On the first day McCormack had slowed slightly as it grew warmer, but he seemed to recover well, putting on a blue rain suit after finishing and staying out of the sun. My thoughts were more of myself. I had found that when McCormack was out in front and racing, no matter if it was the first day, I was incapable of not trying to stay close. This was nostalgia of a sort, too. I had run in the 1968 and 1972 Olympic marathons. In recent years, because of lingering injuries and the press of travel, I had raced little, beginning to imagine it a phase I had departed. Now I was sound and in fair condition. And, it seemed, the battle reflexes were still there.
Yet fitness and competitiveness wouldn't be enough. Unlike almost any other event since the transcontinental Bunion Derby of the '20s, the Great Hawaiian Footrace calls for hard running every day (an average of 17.5 miles). Thus its structure (to the chagrin of Jack Scaff, who hadn't imagined that what he'd conceived as a three-week running vacation would turn out this way) resembles bicycle races such as the Tour de France. But running is absolutely not like cycling in one crucial respect. Runners pound the roads. Cyclists do not. The shock fatigue that accumulates from absorbing about 2½ times one's own weight with every footfall prevents runners from being able to do the five-to eight-hour daily grinds of cycling tours. It is also why runners can train only about 40% as long as swimmers, rowers or other athletes who don't constantly slam parts of themselves against the ground.
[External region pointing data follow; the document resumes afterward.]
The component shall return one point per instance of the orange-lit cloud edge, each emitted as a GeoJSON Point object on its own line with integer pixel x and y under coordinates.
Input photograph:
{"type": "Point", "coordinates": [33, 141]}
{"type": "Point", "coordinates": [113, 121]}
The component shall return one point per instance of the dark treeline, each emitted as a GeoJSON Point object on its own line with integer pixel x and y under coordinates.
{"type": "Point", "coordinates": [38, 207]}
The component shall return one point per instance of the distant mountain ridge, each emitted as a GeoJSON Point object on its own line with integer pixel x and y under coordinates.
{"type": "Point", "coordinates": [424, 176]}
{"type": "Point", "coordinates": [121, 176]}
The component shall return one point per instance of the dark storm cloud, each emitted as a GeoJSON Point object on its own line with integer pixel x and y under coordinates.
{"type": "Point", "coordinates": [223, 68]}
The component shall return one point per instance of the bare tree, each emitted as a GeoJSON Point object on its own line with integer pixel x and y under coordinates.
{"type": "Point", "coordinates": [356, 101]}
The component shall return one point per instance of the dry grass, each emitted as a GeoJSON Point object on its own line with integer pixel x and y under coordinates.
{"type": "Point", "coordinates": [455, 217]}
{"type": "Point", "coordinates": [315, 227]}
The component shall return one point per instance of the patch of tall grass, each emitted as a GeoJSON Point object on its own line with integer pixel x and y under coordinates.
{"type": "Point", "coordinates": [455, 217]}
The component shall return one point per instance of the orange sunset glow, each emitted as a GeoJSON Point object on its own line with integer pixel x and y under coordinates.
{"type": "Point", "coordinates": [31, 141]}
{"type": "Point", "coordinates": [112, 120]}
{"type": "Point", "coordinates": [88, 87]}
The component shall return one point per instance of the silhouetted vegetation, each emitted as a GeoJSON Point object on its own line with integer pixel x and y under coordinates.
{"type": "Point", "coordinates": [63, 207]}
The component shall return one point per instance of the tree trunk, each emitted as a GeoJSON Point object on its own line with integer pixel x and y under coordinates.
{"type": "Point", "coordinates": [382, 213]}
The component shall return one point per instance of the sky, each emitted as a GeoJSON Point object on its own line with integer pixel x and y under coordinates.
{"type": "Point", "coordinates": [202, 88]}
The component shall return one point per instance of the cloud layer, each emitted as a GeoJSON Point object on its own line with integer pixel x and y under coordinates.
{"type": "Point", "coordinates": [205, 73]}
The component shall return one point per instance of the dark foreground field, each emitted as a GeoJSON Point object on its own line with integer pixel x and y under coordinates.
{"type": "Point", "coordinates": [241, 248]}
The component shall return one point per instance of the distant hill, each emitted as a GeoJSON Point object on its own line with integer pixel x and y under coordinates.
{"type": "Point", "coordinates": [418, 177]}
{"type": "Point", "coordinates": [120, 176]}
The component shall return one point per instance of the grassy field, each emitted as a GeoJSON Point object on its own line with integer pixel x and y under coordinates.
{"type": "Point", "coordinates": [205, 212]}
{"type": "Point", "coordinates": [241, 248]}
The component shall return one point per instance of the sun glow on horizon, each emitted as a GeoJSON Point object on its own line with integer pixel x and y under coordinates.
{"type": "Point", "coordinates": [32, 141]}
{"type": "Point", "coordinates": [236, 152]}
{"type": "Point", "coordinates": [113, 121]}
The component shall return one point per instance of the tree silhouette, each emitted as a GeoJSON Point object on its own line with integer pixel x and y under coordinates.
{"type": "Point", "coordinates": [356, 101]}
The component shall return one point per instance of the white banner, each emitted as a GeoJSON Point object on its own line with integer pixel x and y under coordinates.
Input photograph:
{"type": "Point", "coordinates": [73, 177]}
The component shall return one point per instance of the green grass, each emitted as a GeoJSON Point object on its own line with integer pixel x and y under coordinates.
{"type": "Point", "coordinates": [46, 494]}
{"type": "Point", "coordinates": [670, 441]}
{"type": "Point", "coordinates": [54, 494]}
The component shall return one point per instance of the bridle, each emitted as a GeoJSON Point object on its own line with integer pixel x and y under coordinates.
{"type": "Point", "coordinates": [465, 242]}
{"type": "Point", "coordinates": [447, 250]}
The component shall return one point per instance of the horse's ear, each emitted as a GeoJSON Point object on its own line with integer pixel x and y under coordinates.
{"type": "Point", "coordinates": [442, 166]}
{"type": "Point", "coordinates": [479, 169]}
Many runners, including this one, need one or two or three days of easy jogging after every hard or long run to recover fully from the pounding. The Great Hawaiian Footrace, because it allows no such days, presents a clear problem of managing one's own disintegration. "Our results from the 1979 race," said Dressendorfer, who has found the event an unsurpassed opportunity to study the biochemistry of fatigue, "show that once someone's legs are sore, they stay sore the rest of the way. There is no recovery from any breakdown." Even the two-day rest we would get after 10 days of racing, before we flew to Maui, wouldn't be enough to restore road-pounded muscle.
Every day was a race, but a race that couldn't be run so hard that it jeopardized future days.